What a strange, sad state that party is in ...

NOTW phone hacking scandal not unlike Princess Diana's death

Bloody hell! The News of the World seems to be the only news in the world at the moment. The phone hacking scandal is devouring all before it like some kind of meeja black hole. So far it's claimed the jobs of Rebekah Brooks and two top cops, and (seemingly) the life of some poor journo. Many are saying it could result in the toppling of Murdoch himself and possibly even the destruction of his empire. Then there's the pressure on Cameron and his government. I wouldn't be surprised if it eventually makes the Houses of Parliament just crumble into the Thames ...

All seems to be getting way out of hand to me. Sure, my views are biased. I read The Australian, which is part of Murdoch's hate media, and of course anything associated with him is inherently eeevil. But while what NOTW did was truly disgraceful, it's comparatively minor in the grand scheme of things. There are far worse scandals that sections of the meeja have been complicit in -- for example the concerted attempts to demonize global warming skeptics. That's not nearly as ghoulish, but it's hugely more significant, surely.

And all this disgust from the public seems kind of hypocritical. They happily lapped up all the news that these dodgy practices uncovered for years, after all.

I can't help thinking it's all a bit like what happened to Princess Diana. The paparazzi hounded her to her death, and half the world went into collective shock and mourning. But those photographers were just "feeding the monster" too. Diana may well be alive today had the very people who were most in love with her not had such a voracious appetite for photos of her.

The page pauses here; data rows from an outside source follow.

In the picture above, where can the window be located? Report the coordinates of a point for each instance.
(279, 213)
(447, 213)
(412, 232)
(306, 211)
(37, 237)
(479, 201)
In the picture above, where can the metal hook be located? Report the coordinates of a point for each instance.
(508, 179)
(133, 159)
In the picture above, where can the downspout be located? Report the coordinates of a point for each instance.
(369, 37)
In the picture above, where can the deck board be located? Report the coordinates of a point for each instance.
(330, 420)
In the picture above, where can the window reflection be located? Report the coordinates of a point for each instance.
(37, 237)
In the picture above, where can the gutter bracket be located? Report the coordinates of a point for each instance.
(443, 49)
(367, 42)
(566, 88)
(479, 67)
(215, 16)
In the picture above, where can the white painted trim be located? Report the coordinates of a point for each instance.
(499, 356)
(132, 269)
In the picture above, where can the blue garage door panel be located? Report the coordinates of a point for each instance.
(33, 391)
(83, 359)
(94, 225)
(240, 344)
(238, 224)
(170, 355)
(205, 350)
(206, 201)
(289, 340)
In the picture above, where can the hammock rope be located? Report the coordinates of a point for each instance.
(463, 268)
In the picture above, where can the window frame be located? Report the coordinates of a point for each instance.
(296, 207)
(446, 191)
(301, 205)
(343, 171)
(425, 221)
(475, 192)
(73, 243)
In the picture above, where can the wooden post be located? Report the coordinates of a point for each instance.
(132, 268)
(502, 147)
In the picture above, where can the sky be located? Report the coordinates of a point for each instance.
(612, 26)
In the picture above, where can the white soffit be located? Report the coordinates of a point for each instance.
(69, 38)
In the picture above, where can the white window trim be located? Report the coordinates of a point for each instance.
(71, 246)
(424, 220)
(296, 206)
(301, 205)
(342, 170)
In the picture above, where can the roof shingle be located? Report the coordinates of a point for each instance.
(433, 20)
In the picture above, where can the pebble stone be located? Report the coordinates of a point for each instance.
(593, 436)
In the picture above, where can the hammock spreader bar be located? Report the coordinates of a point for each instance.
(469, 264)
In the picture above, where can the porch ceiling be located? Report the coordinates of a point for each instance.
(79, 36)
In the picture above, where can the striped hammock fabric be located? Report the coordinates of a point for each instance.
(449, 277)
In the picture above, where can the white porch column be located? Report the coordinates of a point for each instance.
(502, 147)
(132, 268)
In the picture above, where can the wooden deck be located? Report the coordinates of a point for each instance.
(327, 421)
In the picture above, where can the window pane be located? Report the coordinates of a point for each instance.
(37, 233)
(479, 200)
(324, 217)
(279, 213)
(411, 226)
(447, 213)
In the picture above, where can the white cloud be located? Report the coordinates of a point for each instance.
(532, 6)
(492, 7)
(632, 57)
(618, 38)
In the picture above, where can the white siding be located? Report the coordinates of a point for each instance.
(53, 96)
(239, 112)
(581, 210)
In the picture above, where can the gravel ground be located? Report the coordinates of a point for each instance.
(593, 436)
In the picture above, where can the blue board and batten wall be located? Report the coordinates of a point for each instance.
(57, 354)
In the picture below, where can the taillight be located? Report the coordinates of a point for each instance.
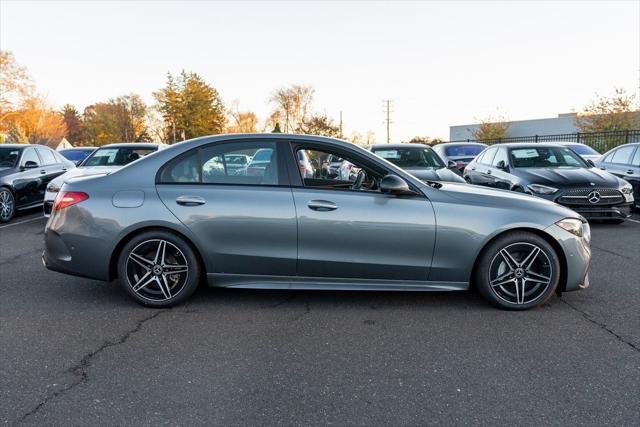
(65, 199)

Not unlike the aftermath of that tragedy, the phone hacking scandal will result in a squillion pledges to clean up the tabloids. But they'll all be back to their old ways a decade or so hence. Just you wait and see.

Sunday, July 17, 2011

Dennis Glover on The Bolt Report

Just watched The Bolt Report. One of Bolta's guests was the Labor speechwriter Dennis Glover. He's obviously an intelligent and articulate bloke but he kept making the classic Labor mistake: When confronted by working people's genuine frustration with the Government, Laborites never take it for what it is, but claim that it's only because the shock jokes have been winding 'em up. This is a condescending attitude that is deeply held in the party, and one of the main reasons they are in such deep, deep doo-doo. The more they express this contemptuous view of working class people, the worse their situation gets.

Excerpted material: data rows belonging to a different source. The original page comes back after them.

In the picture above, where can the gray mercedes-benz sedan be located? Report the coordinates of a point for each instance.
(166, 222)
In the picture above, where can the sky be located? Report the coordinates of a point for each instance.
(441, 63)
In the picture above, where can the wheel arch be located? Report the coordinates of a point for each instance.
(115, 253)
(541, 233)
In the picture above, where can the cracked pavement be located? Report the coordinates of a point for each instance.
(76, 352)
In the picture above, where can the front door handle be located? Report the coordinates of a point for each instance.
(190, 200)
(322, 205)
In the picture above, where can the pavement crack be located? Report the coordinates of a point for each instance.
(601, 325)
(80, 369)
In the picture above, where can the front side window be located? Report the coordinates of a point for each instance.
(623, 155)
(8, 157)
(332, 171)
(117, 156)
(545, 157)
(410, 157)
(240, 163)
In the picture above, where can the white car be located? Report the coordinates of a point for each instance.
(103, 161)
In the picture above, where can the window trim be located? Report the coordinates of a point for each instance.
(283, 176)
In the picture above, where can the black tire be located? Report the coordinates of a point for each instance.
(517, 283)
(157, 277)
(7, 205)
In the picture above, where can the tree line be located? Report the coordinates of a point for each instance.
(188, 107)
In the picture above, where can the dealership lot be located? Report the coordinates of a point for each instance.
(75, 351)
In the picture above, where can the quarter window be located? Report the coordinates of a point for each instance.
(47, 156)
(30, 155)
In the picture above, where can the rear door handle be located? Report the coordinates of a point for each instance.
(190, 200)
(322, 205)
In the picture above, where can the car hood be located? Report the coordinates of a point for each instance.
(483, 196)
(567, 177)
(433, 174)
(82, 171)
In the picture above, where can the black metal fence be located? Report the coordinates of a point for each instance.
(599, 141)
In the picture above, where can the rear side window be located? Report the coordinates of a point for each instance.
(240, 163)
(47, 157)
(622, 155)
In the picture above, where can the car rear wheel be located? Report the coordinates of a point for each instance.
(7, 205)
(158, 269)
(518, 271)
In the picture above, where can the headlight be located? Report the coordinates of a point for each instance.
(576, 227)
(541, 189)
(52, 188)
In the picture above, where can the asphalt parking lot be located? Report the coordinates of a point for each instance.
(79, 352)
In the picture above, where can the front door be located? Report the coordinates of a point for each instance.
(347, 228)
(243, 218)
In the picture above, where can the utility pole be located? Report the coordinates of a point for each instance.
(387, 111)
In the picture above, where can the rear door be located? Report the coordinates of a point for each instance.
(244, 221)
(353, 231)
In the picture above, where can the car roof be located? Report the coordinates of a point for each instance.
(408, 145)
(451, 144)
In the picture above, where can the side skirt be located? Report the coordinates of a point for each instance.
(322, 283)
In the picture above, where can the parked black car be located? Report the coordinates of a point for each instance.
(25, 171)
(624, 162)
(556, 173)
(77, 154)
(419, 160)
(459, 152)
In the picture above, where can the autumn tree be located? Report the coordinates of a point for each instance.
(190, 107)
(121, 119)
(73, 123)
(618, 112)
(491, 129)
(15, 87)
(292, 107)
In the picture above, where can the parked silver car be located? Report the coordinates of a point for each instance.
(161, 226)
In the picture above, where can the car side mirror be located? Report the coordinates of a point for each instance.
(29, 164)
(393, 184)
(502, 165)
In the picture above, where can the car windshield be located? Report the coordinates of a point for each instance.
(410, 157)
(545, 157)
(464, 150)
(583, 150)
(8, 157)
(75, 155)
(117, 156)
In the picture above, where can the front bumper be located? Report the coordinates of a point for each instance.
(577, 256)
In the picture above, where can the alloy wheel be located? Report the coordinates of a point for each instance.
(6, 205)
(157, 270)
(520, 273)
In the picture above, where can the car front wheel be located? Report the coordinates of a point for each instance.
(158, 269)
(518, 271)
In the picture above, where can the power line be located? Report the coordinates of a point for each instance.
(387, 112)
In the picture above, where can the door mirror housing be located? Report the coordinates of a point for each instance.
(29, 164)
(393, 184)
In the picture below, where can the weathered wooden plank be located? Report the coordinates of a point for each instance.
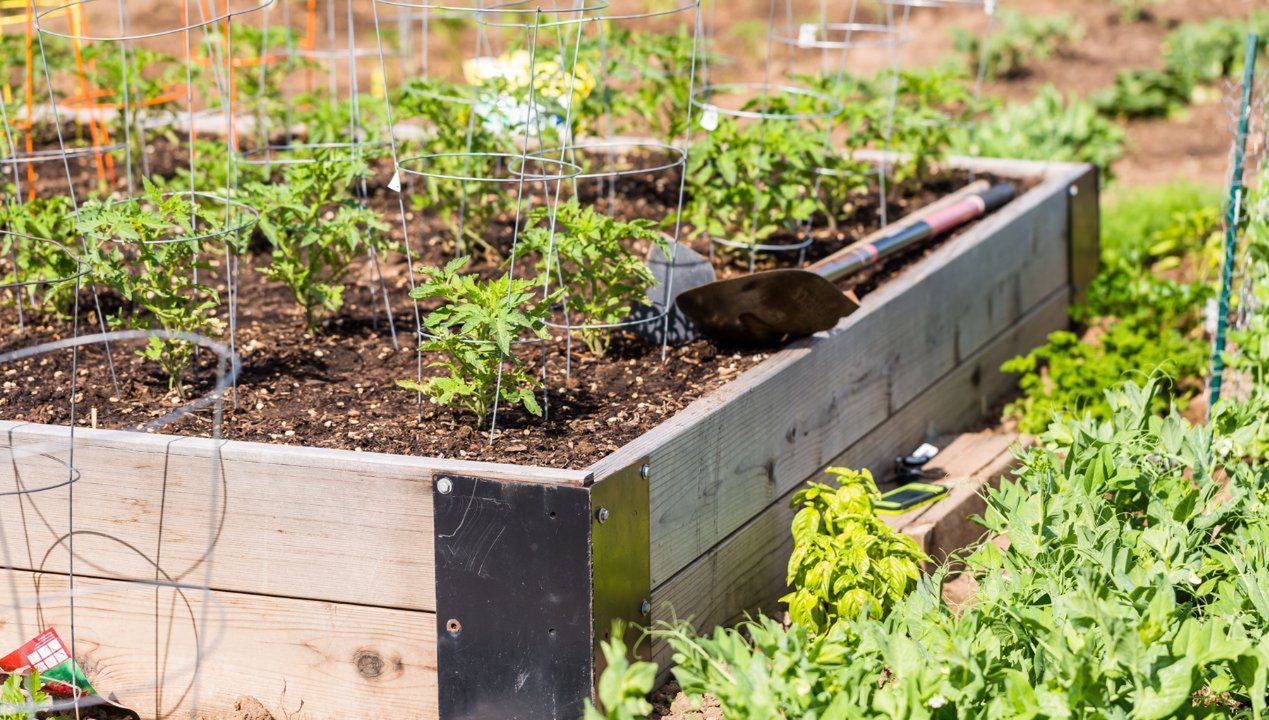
(748, 569)
(282, 521)
(940, 528)
(958, 462)
(722, 460)
(293, 658)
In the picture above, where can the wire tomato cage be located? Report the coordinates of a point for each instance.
(765, 104)
(74, 564)
(146, 100)
(526, 126)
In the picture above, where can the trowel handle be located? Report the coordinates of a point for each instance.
(947, 217)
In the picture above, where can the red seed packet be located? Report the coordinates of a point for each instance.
(46, 653)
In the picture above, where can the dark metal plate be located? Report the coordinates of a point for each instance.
(513, 598)
(622, 564)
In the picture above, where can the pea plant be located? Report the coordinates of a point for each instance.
(1128, 584)
(845, 561)
(748, 183)
(316, 231)
(20, 693)
(147, 253)
(473, 330)
(588, 255)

Really, they have to stop treating the electorate as utter nongs who can be "ginned up" by the Alan Joneses of the world and accept that Aussies can think for themselves and are bloody angry about they way they've been treated. Once Labor shows these people some respect and accepts responsibility for their own dire situation they may actually start to recover in the polls.

Friday, July 15, 2011

Murdoch-hater Stephen Mayne on ABC News Radio

I just heard Stephen Mayne being interviewed on ABC news Radio about the crisis engulfing News Corp (no link available). He was introduced as a shareholder activist and founder of Crikey. Not surprisingly, he got stuck into the embattled media baron big time!

I thought it was pretty ironic to ask his opinion, considering that Mayne's Crikey was never known as an examplar of media ethics. And that reputation continues. You would think that the interviewer might raise this issue at some stage -- you know, in the interests of the "balance" the ABC claims to uphold -- but of course he didn't.

Sure, the phone hacking scandal is a biggie, but some of the things Mayne said were laughably extreme. He said Murdoch resembled an ageing dictator like Mubarak and compared him to "Comical Ali", the Iraqi Information Minister.

He also got stuck into The Australian's push for "regime change", as if it was some kind of scary thing for democracy. But as everyone living in Oz knows only too well, the paper is merely articulating what most Australians feel. This government is probably the most dishonest and inept one we've ever had, led by the most embarrassingly vacuous numpty ever to disgrace The Lodge.

Mayne clearly hates Rupert's guts. And the interview with him was typical of the kind of meeja bias that is far more of a threat to democracy than Murdoch represents.